What the FBI taught me about leadership

One of the great benefits of being a student of leadership is that there are so many resources. Hundreds of books and articles saturate the “digital-verse.” An indication of just how complex the topic can be; coupled with the breadth and depth of relevant contributing perspectives. In my experience there is no better way to learn to be a leader than to witness great leadership. A point of gratitude for the many outstanding, yet profoundly different, leaders with whom I was exposed to in my years with the FBI. It was from them that I developed my own management roadmap and the Four C’s of Leadership: courage, confidence, conviction, and courtesy.

1. Courage is the conscious decision to overcome fear, make and own tough decisions, remain transparent, and stomach potential failure. It is essential to leading a team from the valley of mediocrity to the peak of success. Of the four C’s, courage is the most contagious, particularly noticeable when your FBI SWAT team is stacked eight-deep on the front door of a violent gang house prior to the execution of a warrant. In those moments you look into the eyes of your brothers (and sisters) and realize courage begets courage, while the absence of it can spread just as seamlessly. Making ethical decisions, driving innovation, challenging the status-quo, and maintaining poise in the face of ardent critics are all core to the FBI’s investigative process and are unattainable without courage. All too often corporate cultures are destroyed by the cowardice of passive-aggressive leadership, whereby management dishonestly manipulates its audience and withholds their true intentions.

2. The greatest leaders with whom I engaged in the FBI had confidence in their craft, confidence in themselves, confidence in their subordinates, and their subordinates had confidence in them. This was a quality most often acquired over years of conducting successful interrogations and, among other things, overcoming adversarial cross-examinations in court. Having the authority to investigate crimes that could result in someone’s freedom being taken from them is an enormous responsibility that demands contributions from ethical people operating at the highest level. Thus, in my experience confident leaders in the FBI intentionally surrounded themselves with the most qualified talent and never publicly or privately minimized or quashed those who were deemed intellectual or professional threats. Confident leaders, in general, celebrate the victories and expertise of others, they empower, build people up, create an environment for a healthy exchange of ideas, allow themselves to be wrong and are able to admit it, and do not self promote. Anybody who feels the need to repeatedly convince others of their credibility through “I” stories (“I did this…” “I did that…”) either lack the qualifications to be taken seriously or just need a hug.

3. The most common quality found across the whole of the FBI was conviction; a true commitment to the mission. One of my FBI mentors once told me, “we are a slow moving machine, but we are a machine.” In other words, we are focused, driven, and don’t stop until we prove or disprove whatever allegation being investigated. There was never any doubt about what success looked like in the FBI because the leadership lifted the fog of ambiguity from the pathway to success. Conviction in who we are, what we do, and for whom we serve is what blows clear the haze and brings purpose and clarity to the day-to-day.

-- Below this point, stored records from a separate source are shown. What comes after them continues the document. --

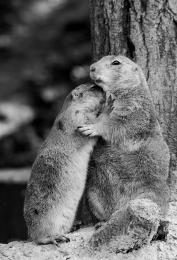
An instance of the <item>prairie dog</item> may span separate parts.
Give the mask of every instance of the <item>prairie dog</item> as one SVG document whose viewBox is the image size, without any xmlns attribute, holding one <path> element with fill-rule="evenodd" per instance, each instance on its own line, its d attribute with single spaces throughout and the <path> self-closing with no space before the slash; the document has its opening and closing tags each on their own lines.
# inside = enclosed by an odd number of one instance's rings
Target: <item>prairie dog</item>
<svg viewBox="0 0 177 260">
<path fill-rule="evenodd" d="M 84 135 L 102 136 L 104 140 L 111 143 L 120 143 L 123 140 L 122 135 L 127 135 L 126 138 L 128 138 L 130 134 L 132 137 L 139 132 L 140 127 L 136 126 L 135 122 L 137 111 L 143 113 L 142 117 L 144 117 L 141 131 L 142 127 L 146 130 L 148 123 L 146 120 L 149 117 L 156 120 L 154 105 L 143 72 L 127 57 L 103 57 L 91 65 L 90 77 L 106 92 L 108 108 L 94 124 L 79 127 L 79 131 Z M 144 116 L 147 113 L 146 110 L 153 115 L 148 115 L 148 118 Z M 135 117 L 132 118 L 132 115 Z M 131 123 L 129 117 L 133 119 Z M 133 125 L 132 121 L 134 121 Z M 129 126 L 127 126 L 128 123 Z M 119 127 L 120 124 L 122 127 Z M 130 133 L 131 130 L 134 132 Z"/>
<path fill-rule="evenodd" d="M 90 243 L 128 251 L 152 239 L 168 209 L 169 149 L 137 64 L 105 56 L 91 65 L 90 76 L 107 97 L 97 120 L 79 127 L 85 136 L 102 137 L 91 155 L 87 197 L 105 223 Z"/>
<path fill-rule="evenodd" d="M 76 129 L 96 119 L 104 100 L 103 91 L 93 85 L 74 89 L 40 148 L 24 203 L 29 237 L 38 244 L 67 241 L 64 234 L 72 227 L 97 140 Z"/>
</svg>

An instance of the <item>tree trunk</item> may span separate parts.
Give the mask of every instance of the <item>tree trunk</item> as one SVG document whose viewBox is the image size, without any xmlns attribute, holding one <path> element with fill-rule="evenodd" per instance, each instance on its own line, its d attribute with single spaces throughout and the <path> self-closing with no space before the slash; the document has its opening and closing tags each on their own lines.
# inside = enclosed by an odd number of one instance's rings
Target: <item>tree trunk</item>
<svg viewBox="0 0 177 260">
<path fill-rule="evenodd" d="M 93 59 L 124 54 L 141 66 L 177 155 L 177 1 L 90 1 Z"/>
</svg>

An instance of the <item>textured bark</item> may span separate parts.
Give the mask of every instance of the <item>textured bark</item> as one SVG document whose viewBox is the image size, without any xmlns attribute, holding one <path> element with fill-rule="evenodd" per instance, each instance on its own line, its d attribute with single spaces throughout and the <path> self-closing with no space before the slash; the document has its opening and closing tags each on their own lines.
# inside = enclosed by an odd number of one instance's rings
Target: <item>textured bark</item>
<svg viewBox="0 0 177 260">
<path fill-rule="evenodd" d="M 143 69 L 177 155 L 177 1 L 90 0 L 94 60 L 125 54 Z"/>
</svg>

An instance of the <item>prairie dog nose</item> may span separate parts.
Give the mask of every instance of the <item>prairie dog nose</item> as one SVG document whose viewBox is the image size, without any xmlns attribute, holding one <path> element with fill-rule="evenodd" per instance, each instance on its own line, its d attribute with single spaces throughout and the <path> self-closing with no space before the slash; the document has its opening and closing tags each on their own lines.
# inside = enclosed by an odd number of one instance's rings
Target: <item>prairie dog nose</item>
<svg viewBox="0 0 177 260">
<path fill-rule="evenodd" d="M 96 70 L 96 68 L 93 65 L 91 65 L 90 66 L 90 72 L 94 72 L 95 70 Z"/>
</svg>

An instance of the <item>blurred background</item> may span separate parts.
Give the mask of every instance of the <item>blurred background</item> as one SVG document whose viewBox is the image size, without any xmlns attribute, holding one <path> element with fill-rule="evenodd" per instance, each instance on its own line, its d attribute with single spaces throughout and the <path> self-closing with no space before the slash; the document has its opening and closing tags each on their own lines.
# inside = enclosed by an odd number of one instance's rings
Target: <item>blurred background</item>
<svg viewBox="0 0 177 260">
<path fill-rule="evenodd" d="M 0 243 L 27 238 L 31 165 L 90 62 L 88 0 L 0 0 Z"/>
</svg>

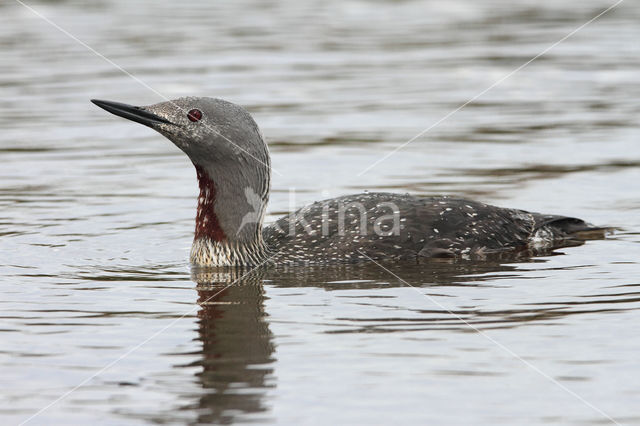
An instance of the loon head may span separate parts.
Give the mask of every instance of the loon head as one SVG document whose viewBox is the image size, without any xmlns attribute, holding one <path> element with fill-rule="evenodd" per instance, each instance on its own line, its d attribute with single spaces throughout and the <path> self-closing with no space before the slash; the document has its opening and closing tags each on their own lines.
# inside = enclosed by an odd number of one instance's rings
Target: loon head
<svg viewBox="0 0 640 426">
<path fill-rule="evenodd" d="M 200 195 L 196 246 L 222 251 L 262 244 L 262 220 L 269 198 L 269 151 L 258 125 L 239 105 L 207 97 L 185 97 L 148 106 L 92 100 L 106 111 L 158 131 L 191 160 Z M 197 251 L 197 250 L 196 250 Z M 195 257 L 198 257 L 196 255 Z M 222 262 L 224 263 L 224 262 Z"/>
</svg>

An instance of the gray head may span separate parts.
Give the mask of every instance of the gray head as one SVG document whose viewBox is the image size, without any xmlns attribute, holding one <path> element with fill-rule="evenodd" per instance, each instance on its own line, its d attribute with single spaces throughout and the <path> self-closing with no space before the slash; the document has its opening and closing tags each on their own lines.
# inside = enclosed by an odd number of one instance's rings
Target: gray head
<svg viewBox="0 0 640 426">
<path fill-rule="evenodd" d="M 151 127 L 189 156 L 200 184 L 196 240 L 234 244 L 261 241 L 270 159 L 256 122 L 244 108 L 222 99 L 200 97 L 144 107 L 92 102 Z"/>
</svg>

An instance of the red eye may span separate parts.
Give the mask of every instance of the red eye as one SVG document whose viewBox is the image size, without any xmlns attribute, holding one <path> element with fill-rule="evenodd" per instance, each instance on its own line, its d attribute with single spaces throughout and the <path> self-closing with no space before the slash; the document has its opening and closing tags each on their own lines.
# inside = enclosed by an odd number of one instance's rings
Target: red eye
<svg viewBox="0 0 640 426">
<path fill-rule="evenodd" d="M 187 118 L 191 121 L 200 121 L 200 119 L 202 118 L 202 113 L 200 112 L 199 109 L 192 109 L 191 111 L 189 111 L 189 113 L 187 114 Z"/>
</svg>

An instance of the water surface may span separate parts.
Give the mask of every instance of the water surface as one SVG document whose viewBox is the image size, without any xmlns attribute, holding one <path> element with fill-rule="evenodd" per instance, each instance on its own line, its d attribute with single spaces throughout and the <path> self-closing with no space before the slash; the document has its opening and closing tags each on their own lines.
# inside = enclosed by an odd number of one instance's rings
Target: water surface
<svg viewBox="0 0 640 426">
<path fill-rule="evenodd" d="M 3 424 L 640 424 L 637 2 L 370 169 L 613 3 L 27 3 L 157 93 L 0 5 Z M 159 94 L 253 113 L 269 221 L 384 190 L 620 230 L 512 262 L 192 274 L 188 159 L 88 102 Z"/>
</svg>

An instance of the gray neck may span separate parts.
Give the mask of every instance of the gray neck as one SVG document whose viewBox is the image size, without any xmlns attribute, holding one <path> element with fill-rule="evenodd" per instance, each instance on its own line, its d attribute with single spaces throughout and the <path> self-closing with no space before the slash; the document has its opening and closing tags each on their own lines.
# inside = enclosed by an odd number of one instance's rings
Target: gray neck
<svg viewBox="0 0 640 426">
<path fill-rule="evenodd" d="M 250 266 L 266 260 L 262 222 L 269 199 L 270 169 L 195 167 L 200 194 L 191 263 Z"/>
</svg>

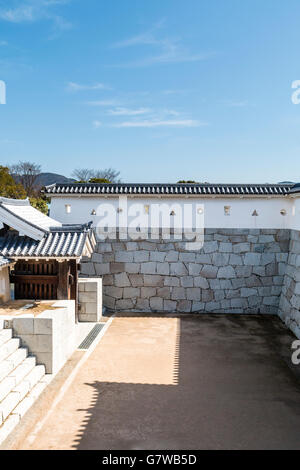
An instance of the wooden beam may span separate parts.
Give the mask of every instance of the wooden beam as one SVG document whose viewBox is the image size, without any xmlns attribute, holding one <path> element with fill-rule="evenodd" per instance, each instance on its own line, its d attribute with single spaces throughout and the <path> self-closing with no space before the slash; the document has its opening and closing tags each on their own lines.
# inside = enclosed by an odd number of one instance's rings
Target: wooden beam
<svg viewBox="0 0 300 470">
<path fill-rule="evenodd" d="M 69 288 L 69 274 L 70 265 L 67 261 L 58 263 L 58 286 L 57 286 L 57 299 L 58 300 L 69 300 L 70 288 Z"/>
</svg>

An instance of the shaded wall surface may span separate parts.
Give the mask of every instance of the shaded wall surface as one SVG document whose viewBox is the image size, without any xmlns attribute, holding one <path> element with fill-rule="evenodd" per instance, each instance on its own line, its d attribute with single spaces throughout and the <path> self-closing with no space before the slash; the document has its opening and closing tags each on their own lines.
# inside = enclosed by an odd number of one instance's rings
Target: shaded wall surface
<svg viewBox="0 0 300 470">
<path fill-rule="evenodd" d="M 300 338 L 300 232 L 291 230 L 289 255 L 278 314 Z"/>
<path fill-rule="evenodd" d="M 103 276 L 113 311 L 277 314 L 290 230 L 206 229 L 204 239 L 195 251 L 172 239 L 101 241 L 81 272 Z"/>
</svg>

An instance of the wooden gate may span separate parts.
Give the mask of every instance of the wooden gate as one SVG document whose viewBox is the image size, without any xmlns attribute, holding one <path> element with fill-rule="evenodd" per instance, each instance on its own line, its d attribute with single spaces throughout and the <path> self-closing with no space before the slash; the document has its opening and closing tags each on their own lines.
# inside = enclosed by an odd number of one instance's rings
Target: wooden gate
<svg viewBox="0 0 300 470">
<path fill-rule="evenodd" d="M 56 300 L 58 287 L 57 261 L 18 261 L 11 282 L 15 299 Z"/>
</svg>

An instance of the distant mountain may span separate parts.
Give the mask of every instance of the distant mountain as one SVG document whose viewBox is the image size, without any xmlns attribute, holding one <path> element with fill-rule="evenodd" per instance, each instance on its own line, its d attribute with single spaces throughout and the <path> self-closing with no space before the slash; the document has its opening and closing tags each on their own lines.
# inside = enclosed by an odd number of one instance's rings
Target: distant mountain
<svg viewBox="0 0 300 470">
<path fill-rule="evenodd" d="M 67 178 L 56 173 L 40 173 L 36 179 L 36 186 L 49 186 L 54 183 L 74 183 L 73 178 Z"/>
<path fill-rule="evenodd" d="M 280 181 L 278 184 L 296 184 L 294 181 Z"/>
<path fill-rule="evenodd" d="M 14 180 L 19 183 L 20 179 L 18 178 L 17 175 L 12 175 Z M 67 178 L 66 176 L 63 175 L 58 175 L 56 173 L 40 173 L 35 182 L 35 187 L 36 189 L 43 188 L 44 186 L 49 186 L 50 184 L 54 183 L 74 183 L 73 178 Z"/>
</svg>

A clear understanding of the mission at the leadership level should cascade down to the rest of the team, satisfying a fundamental need to simply understand one’s true value-add.

4. A courteous disposition is one that conveys respect, emotional maturity, humility, and flexibility. Courtesy is the manifestation of an authentic belief in the value of the human person. FBI Agents are taught to engage people of all types and backgrounds with respect. Not surprisingly, treating murderers and corrupt politicians with dignity and respect makes treating people in the private sector with dignity and respect quite easy. Being courteous demands leaders reach beyond the workplace and facilitate a healthy work-life balance for those within one’s charge. It ensures the great leaders provide an environment for the team to thrive, both professionally and personally. It is courtesy that takes leadership development of the team seriously; it’s courtesy that leads to the patience necessary for effective coaching; it’s courtesy that drives a leader to put time into providing sincere mentorship; and it’s courtesy that holds people accountable and provides honest and critical feedback.

The FBI has suffered in recent years from an influx of poor leadership, but in my experience, the problem did not nearly extend to the whole of the Agency. Some of the greatest people for whom I’ve ever worked and ever had the pleasure of leading and serving beside, were the men and women of the FBI. I suspect I will forever remain a student of leadership (since you never fully arrive), but as time passes and I continue to adjust my personal management roadmap, four things will always remain high on my aspirational list of leadership qualities: courage, confidence, conviction, and courtesy.